How Chairlift’s Caroline Polachek Landed a Track on ‘Beyonce’
Like the rest of the world, Chairlift frontwoman Caroline Polachek was pleasantly surprised to learn that Beyoncé dropped an album last night. But unlike the vast majority of us, she got the extra shock of finding out that Beyoncé included a track, “No Angel,” on which she’d worked.
“A friend of mine texted me at midnight saying ‘congratulations,'” says Polachek with a laugh. “I was, like, ‘why?'” She adds, “I had no clue it was coming.”
So how exactly did Beyoncé come to collaborate with an avant-garde leaning indie-rock siren? Chalk it up to family connections. Polachek’s Chairlift bandmate Patrick Wimberly had recently been playing drums for Solange Knowles, and was helping with a show Beyoncé’s younger sister put on last spring at Manhattan’s Museum of Modern Art. He was then asked to come along with the Knowleses on a tour of the MoMA’s private collection. During that tour, explains Polachek, Beyoncé mentioned to her bandmate “that she loved Chairlift and would love to get in the studio some time.”
Not one to let an amazing opportunity go to waste, Wimberly followed up with Beyoncé’s people, and he and Polachek were invited to a Manhattan studio to work on potential tracks for the superstar. “We camped out there for about a week,” says Polachek. “Right when we were giving [Beyoncé’s team] all the tracks, I threw in one I’d written on my laptop while we were touring in the U.K. I had all the production, I was just missing a verse. I thought it could be a good album track for Chairlift, but it would be incredibly sexy if Beyoncé did it.”

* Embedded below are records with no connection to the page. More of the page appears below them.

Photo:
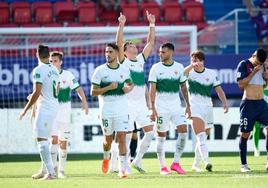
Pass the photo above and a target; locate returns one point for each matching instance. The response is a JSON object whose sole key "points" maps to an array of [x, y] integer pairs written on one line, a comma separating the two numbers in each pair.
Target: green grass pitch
{"points": [[85, 171]]}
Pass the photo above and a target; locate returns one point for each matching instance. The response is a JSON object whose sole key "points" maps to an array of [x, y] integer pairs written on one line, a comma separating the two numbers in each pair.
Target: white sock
{"points": [[45, 155], [62, 159], [54, 154], [106, 155], [160, 150], [197, 157], [128, 140], [144, 146], [114, 156], [180, 145], [202, 146], [123, 162]]}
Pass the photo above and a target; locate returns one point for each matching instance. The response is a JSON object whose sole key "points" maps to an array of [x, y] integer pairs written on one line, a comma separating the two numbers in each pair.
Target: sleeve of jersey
{"points": [[74, 83], [96, 78], [183, 77], [38, 77], [152, 75], [216, 81], [141, 58], [241, 71]]}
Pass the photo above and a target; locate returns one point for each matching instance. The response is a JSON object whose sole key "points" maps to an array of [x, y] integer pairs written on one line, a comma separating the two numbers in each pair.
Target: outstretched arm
{"points": [[151, 36], [96, 90], [83, 98], [119, 37], [222, 97]]}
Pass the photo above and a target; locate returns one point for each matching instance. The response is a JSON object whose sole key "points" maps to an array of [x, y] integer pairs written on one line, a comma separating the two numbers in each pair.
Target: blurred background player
{"points": [[111, 81], [138, 109], [200, 82], [45, 93], [166, 79], [61, 127], [251, 77]]}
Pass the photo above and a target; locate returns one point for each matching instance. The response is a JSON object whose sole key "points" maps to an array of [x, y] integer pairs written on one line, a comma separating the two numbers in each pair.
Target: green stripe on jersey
{"points": [[137, 78], [115, 92], [168, 85], [201, 89], [64, 95]]}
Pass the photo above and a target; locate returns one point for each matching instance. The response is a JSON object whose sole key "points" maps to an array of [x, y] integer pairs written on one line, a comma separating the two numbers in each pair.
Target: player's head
{"points": [[197, 58], [111, 52], [42, 52], [56, 58], [130, 49], [259, 56], [166, 51]]}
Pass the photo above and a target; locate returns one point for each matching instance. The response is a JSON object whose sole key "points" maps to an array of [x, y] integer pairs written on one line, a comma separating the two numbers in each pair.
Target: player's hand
{"points": [[153, 114], [150, 17], [225, 108], [188, 112], [22, 114], [113, 85], [85, 108], [122, 19]]}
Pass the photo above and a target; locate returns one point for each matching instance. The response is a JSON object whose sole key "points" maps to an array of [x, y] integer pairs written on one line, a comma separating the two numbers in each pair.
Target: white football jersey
{"points": [[136, 68], [168, 79], [48, 76], [200, 85], [112, 103]]}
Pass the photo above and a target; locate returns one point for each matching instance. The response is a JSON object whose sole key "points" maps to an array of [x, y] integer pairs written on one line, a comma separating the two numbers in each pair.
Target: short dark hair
{"points": [[261, 55], [127, 43], [168, 46], [113, 46], [57, 54], [42, 51], [198, 55]]}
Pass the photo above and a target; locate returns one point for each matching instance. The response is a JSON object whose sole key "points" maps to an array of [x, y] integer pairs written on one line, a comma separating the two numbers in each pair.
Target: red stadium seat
{"points": [[194, 14], [65, 11], [131, 11], [153, 8], [22, 16], [86, 12], [172, 12], [43, 15]]}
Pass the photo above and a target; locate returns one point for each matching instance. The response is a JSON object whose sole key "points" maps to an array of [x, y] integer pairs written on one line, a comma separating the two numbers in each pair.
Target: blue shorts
{"points": [[252, 111]]}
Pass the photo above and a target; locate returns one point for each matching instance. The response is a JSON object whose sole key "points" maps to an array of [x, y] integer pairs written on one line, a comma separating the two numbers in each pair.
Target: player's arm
{"points": [[119, 37], [243, 83], [152, 93], [82, 96], [186, 99], [128, 86], [150, 37], [33, 98], [222, 97], [97, 90]]}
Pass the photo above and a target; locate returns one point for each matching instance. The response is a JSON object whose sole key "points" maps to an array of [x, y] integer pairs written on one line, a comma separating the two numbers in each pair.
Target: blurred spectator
{"points": [[259, 18]]}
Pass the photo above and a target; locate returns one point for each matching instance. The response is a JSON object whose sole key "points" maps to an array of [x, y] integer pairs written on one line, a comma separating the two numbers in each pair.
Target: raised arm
{"points": [[222, 97], [83, 98], [119, 37], [96, 90], [151, 36], [152, 92]]}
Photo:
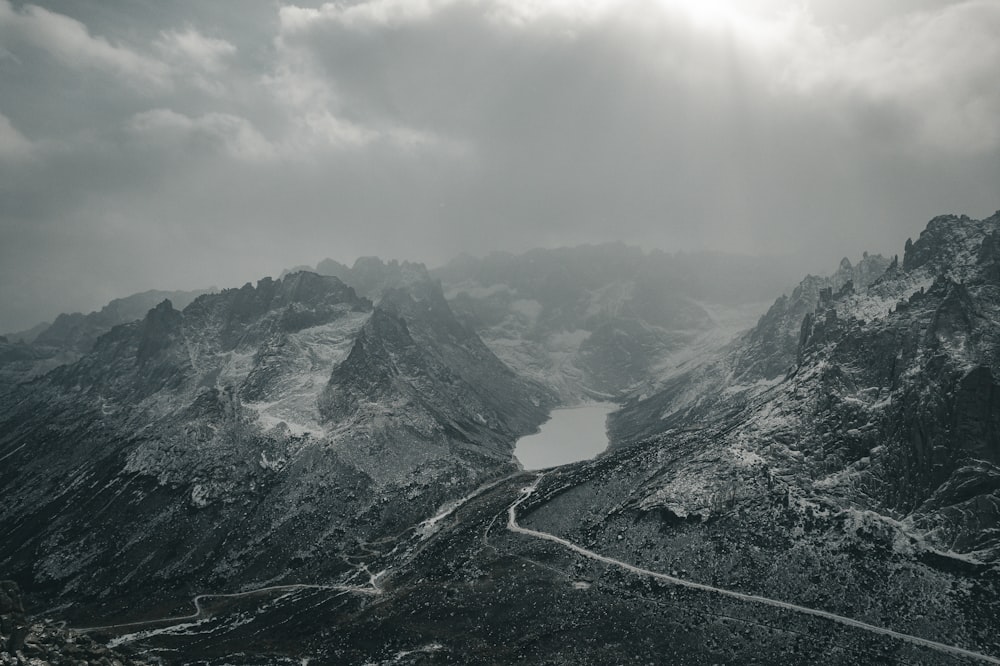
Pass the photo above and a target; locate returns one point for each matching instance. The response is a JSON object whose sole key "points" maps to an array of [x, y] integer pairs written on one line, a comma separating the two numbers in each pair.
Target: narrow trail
{"points": [[915, 640], [424, 529], [199, 612]]}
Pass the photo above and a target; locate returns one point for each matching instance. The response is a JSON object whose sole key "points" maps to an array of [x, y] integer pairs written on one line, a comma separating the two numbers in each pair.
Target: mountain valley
{"points": [[319, 468]]}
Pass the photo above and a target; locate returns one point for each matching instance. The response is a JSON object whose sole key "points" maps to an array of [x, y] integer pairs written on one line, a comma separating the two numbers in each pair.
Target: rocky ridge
{"points": [[243, 439]]}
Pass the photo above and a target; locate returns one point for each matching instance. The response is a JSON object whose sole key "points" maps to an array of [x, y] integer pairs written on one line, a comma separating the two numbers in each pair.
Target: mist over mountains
{"points": [[323, 463]]}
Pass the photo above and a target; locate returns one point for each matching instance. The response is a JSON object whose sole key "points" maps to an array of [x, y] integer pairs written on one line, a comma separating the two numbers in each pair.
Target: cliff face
{"points": [[247, 437], [888, 399]]}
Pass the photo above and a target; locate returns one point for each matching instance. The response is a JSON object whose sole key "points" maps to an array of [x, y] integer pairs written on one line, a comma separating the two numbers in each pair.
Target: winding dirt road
{"points": [[199, 611], [915, 640]]}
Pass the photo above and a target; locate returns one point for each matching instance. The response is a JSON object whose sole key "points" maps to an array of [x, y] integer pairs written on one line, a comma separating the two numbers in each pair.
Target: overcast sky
{"points": [[174, 145]]}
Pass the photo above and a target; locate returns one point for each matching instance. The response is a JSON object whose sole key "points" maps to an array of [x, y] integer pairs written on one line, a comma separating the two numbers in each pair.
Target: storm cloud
{"points": [[181, 145]]}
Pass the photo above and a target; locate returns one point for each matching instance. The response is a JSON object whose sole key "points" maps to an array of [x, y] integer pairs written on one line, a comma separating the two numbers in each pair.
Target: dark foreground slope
{"points": [[258, 435], [849, 502]]}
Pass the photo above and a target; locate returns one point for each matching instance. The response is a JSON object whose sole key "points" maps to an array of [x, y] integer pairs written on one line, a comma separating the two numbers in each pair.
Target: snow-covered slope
{"points": [[254, 435]]}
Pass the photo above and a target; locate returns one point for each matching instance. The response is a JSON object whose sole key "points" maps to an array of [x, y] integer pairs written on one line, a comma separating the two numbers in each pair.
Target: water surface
{"points": [[571, 434]]}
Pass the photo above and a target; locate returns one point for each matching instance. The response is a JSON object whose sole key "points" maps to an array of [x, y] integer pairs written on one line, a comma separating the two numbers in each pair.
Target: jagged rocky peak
{"points": [[78, 332]]}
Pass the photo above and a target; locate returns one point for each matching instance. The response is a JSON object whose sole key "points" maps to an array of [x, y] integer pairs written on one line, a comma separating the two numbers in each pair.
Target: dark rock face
{"points": [[23, 642], [78, 332], [891, 400], [599, 321], [246, 438]]}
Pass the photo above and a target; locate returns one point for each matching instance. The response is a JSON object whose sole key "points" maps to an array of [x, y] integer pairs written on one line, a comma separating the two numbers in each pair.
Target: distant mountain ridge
{"points": [[593, 321], [244, 436]]}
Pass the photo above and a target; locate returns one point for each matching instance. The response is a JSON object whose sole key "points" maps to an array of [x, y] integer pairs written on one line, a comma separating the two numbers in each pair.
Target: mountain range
{"points": [[322, 463]]}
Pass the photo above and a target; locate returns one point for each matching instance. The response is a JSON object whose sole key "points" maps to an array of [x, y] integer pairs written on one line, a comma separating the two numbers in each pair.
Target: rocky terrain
{"points": [[592, 322], [260, 433], [326, 477]]}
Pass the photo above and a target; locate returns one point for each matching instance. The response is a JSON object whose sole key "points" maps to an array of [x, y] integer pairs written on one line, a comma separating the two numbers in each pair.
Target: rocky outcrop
{"points": [[246, 438], [26, 643]]}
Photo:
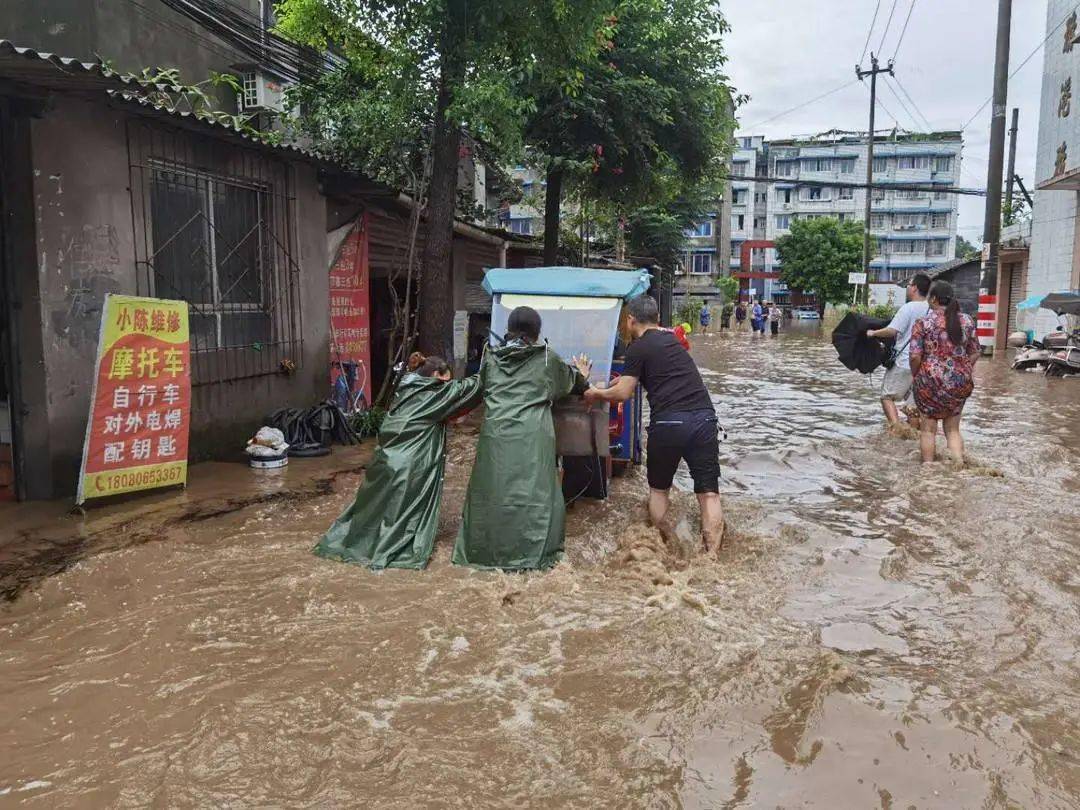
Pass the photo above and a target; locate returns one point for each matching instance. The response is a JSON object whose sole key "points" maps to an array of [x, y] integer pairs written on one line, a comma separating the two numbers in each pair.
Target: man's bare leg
{"points": [[712, 521], [658, 513], [928, 439]]}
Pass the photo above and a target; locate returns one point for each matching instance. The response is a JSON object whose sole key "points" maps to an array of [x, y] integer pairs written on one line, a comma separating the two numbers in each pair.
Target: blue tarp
{"points": [[578, 281]]}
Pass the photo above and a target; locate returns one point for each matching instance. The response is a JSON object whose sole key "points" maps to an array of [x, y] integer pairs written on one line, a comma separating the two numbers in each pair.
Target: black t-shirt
{"points": [[667, 372]]}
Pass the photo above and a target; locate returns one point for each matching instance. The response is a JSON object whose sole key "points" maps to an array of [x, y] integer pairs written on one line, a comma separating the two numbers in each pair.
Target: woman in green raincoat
{"points": [[514, 512], [391, 524]]}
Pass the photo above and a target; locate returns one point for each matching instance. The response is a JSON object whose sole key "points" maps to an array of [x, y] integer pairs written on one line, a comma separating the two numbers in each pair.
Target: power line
{"points": [[800, 106], [904, 29], [914, 105], [848, 184], [887, 25], [1020, 67], [902, 105], [871, 31]]}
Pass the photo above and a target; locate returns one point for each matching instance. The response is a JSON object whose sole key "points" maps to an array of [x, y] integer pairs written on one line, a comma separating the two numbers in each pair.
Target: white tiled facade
{"points": [[1053, 228], [913, 230]]}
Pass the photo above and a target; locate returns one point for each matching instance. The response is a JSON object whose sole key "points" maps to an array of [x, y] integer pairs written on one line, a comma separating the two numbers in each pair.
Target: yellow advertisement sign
{"points": [[139, 413]]}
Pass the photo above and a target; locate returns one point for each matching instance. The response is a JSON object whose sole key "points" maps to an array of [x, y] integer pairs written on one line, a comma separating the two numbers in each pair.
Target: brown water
{"points": [[874, 634]]}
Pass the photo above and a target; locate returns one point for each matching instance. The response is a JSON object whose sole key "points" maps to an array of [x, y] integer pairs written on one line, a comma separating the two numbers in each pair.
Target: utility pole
{"points": [[991, 224], [1012, 163], [869, 164]]}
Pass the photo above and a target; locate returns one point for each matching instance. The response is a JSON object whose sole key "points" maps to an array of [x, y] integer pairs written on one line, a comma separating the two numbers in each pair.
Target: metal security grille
{"points": [[214, 228]]}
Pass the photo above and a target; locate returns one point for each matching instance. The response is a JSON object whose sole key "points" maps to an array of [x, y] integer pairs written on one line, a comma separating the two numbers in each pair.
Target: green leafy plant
{"points": [[689, 311], [819, 254], [728, 287]]}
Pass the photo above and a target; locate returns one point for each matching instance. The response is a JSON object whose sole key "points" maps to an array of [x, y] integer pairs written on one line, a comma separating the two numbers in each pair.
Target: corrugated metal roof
{"points": [[43, 69], [51, 71]]}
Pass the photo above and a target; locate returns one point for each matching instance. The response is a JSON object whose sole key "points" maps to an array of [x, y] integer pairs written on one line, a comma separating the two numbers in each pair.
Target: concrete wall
{"points": [[84, 248], [1054, 215]]}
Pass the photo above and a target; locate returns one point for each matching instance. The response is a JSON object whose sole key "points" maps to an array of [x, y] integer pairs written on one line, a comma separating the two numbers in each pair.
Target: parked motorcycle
{"points": [[1064, 363], [1037, 353]]}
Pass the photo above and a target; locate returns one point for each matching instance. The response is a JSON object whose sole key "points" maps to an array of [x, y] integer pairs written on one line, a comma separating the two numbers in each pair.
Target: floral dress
{"points": [[944, 381]]}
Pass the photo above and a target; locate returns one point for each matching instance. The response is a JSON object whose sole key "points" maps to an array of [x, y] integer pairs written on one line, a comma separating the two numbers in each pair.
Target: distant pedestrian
{"points": [[393, 518], [774, 314], [944, 350], [896, 385]]}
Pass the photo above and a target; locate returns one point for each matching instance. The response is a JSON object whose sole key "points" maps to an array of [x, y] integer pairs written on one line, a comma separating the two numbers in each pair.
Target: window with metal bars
{"points": [[214, 228]]}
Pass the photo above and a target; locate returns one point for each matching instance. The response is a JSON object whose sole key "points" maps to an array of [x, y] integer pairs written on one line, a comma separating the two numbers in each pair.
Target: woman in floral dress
{"points": [[944, 350]]}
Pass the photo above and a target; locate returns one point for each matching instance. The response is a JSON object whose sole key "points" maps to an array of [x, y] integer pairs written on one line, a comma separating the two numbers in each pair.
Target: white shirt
{"points": [[903, 322]]}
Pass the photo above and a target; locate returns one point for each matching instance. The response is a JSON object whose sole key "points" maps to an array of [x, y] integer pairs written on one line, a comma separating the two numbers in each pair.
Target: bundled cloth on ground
{"points": [[856, 351]]}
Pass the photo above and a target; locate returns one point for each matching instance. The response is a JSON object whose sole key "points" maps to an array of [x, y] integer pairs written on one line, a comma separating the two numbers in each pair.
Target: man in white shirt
{"points": [[896, 385]]}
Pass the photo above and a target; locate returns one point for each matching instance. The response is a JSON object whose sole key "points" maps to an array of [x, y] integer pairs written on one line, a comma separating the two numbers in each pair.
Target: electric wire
{"points": [[907, 95], [901, 102], [871, 31], [1021, 66], [766, 179], [903, 30], [887, 25], [800, 106], [895, 121]]}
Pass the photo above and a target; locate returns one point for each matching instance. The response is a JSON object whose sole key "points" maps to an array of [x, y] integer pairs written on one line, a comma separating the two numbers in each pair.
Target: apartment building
{"points": [[1055, 237], [913, 230]]}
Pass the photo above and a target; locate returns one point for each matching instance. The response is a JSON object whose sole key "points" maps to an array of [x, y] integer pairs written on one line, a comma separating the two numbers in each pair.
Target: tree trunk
{"points": [[552, 214], [436, 284]]}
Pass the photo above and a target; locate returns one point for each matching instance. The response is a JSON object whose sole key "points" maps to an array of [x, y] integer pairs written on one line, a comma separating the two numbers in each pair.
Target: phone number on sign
{"points": [[140, 478]]}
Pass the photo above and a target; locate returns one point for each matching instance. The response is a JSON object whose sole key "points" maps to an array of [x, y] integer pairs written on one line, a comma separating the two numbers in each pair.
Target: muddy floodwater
{"points": [[874, 633]]}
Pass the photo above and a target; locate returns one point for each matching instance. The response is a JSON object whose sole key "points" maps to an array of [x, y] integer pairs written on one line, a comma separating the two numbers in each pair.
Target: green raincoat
{"points": [[391, 524], [514, 513]]}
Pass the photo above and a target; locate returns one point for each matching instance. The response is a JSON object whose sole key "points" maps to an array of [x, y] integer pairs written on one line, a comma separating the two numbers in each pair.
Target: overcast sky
{"points": [[786, 52]]}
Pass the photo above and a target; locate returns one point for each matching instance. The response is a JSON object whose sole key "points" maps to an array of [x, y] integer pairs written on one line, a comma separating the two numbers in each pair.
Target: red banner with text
{"points": [[137, 435], [350, 320]]}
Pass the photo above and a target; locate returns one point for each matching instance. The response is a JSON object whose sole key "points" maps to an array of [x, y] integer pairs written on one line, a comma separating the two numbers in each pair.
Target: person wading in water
{"points": [[392, 521], [683, 422], [514, 515], [896, 385]]}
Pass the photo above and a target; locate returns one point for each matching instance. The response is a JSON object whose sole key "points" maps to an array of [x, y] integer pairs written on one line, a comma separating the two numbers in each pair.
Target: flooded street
{"points": [[875, 633]]}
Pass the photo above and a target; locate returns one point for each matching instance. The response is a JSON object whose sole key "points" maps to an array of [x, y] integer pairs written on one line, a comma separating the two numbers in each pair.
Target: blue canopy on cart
{"points": [[571, 281], [1034, 301]]}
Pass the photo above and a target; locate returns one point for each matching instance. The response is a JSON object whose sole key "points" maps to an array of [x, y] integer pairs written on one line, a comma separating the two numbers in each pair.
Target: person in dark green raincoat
{"points": [[514, 512], [391, 524]]}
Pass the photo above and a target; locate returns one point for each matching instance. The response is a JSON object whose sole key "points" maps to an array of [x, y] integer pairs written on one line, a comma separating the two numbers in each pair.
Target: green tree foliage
{"points": [[651, 118], [819, 254], [964, 250], [417, 73]]}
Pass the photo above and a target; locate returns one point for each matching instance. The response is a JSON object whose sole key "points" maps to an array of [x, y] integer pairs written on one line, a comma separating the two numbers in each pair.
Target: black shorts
{"points": [[690, 435]]}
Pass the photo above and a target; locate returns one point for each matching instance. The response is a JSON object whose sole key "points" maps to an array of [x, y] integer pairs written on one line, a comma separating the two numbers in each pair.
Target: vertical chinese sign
{"points": [[350, 316], [139, 415]]}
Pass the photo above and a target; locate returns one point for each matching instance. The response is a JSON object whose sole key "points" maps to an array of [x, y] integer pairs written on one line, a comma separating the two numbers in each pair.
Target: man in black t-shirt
{"points": [[683, 420]]}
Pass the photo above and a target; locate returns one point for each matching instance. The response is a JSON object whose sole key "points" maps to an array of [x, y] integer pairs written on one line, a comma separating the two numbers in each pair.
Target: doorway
{"points": [[9, 485]]}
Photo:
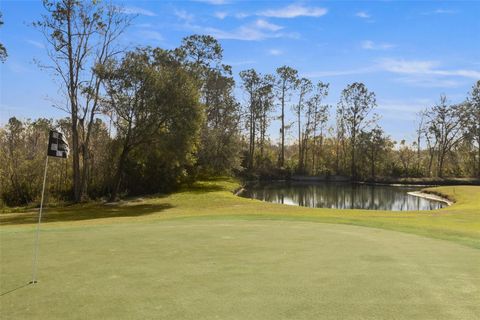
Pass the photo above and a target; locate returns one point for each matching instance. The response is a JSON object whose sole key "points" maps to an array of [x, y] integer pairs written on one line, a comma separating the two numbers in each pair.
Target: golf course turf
{"points": [[203, 253]]}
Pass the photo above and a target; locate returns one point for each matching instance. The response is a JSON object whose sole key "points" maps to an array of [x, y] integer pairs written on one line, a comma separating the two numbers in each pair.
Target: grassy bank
{"points": [[203, 253], [459, 222]]}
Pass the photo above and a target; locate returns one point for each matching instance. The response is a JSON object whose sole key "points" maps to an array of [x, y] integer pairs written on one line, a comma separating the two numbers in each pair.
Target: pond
{"points": [[341, 195]]}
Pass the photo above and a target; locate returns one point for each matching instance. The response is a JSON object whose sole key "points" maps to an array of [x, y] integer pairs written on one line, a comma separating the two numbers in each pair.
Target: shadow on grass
{"points": [[85, 212], [14, 289], [199, 188]]}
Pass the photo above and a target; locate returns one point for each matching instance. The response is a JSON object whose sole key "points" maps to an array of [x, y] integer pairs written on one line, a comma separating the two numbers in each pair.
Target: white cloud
{"points": [[441, 11], [220, 15], [430, 82], [36, 44], [275, 52], [336, 73], [213, 2], [363, 15], [140, 11], [293, 11], [241, 63], [255, 31], [425, 67], [151, 35], [184, 15], [370, 45], [263, 24]]}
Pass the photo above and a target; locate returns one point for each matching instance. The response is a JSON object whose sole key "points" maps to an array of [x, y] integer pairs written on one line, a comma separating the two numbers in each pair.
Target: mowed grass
{"points": [[203, 253]]}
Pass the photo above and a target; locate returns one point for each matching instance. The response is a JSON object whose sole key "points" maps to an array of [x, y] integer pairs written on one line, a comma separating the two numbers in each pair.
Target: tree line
{"points": [[146, 120]]}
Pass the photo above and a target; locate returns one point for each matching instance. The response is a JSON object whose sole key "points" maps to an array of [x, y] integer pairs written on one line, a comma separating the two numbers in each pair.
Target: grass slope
{"points": [[210, 199], [203, 253]]}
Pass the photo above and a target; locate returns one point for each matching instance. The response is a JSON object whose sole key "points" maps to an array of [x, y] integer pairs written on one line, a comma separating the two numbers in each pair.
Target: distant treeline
{"points": [[147, 120]]}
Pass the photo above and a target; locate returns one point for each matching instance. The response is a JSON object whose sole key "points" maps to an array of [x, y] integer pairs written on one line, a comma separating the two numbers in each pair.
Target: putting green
{"points": [[237, 269]]}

About two weeks ago, remembers Polachek, whose efforts on “No Angel” garnered her a songwriting and production credit, heard a version of the track. “It was slightly different from the album version,” she says. Comparing Beyoncé’s treatment to her original treatment, Polachek notes that, “Her groove was different—my vocals were jumpier, and her’s were more like panting. And in my version the synths detuned really quickly for a second; she did the same thing but with her voice. It sounds like the whole song melts. It’s amazing.”
As for the rest of Beyoncé, Polachek, who has previously collaborated with the likes of indie standouts Blood Orange and Delorean, is so far just as impressed as everyone else. “If this is what pop music is in 2014,” she says, “then I’m really excited to be alive.”